You can’t overstate the impact of the Pixies, Frank Black’s indie rock outfit that changed rock music forever. Kurt Cobain namechecked them. Pearl Jam, Soundgarden, the Smashing Pumpkins, and even Radiohead consider this Bostonian band a major influence on their work. And once you get past the overplayed anthem “Where is My Mind?” (think “Fight Club,” “Mr. Robot,” and the “Uncharted 4” trailer), the Pixies catalog is packed with stone cold punk-inflected indie gems. Look no further than “Wave of Mutilation,” the third song on “Doolittle,” their 1989 opus. What began as a song inspired by a story of a Japanese businessman committing suicide by driving his car off a cliff into the ocean has become an anthem for fighting against death itself.


“Paranoid Android” – Radiohead

Everyone loves Radiohead. Even those who don’t like Radiohead love Radiohead. They are our go-to when we sleep, haunting our innermost thoughts with deep existential questions about our place in the world and why we never fit in with this technological age. To listen to them is to question ourselves before we implode. Are we even human? “Paranoid Android” may be the greatest distillation of Radiohead’s themes and musical grandeur. In six-and-a-half short minutes, they take us on a “Bohemian Rhapsody”-esque journey through a society consumed by violence, sloganeering, and insanity. “Kicking, squealing Gucci little piggy” indeed.

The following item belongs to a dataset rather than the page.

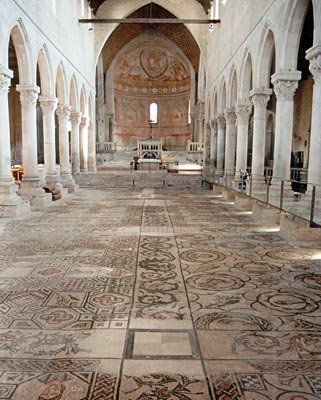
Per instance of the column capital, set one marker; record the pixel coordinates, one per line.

“R U Mine” – Arctic Monkeys

The Arctic Monkeys hit the music scene with a back alley pub punch in the early aughts with their debut album “Whatever People Say I Am, That’s What I’m Not” and the hit single “I Bet You Look Good on the Dancefloor.” After their second album, “Favourite Worst Nightmare,” they went into a lull, producing mid-tempo numbers that lost a lot of their mojo. With “R U Mine,” from their 2012 album “A.M.,” they started punching again. Alex Turner’s punk voice, with its distinct British accent, rediscovers its power and dominates the song. That the band crunches the guitars like a hit below the belt makes it all the more potent.


“Rid of Me” – PJ Harvey

Every band on this list is a pretty big band in the history of indie rock. You can’t talk about the history of the genre without touching upon The Smiths or Radiohead. And that history, for the most part, is a real sausage fest. But there are exceptions, and one of the biggest is English singer-songwriter Polly Jean Harvey, whose 1993 album “Rid of Me” with its dark and haunting title track perfected the quiet-loud dynamic of early 90s alt-rock, and went on to inspire Courtney Love to write her own magnum opus, Hole’s “Live Through This.”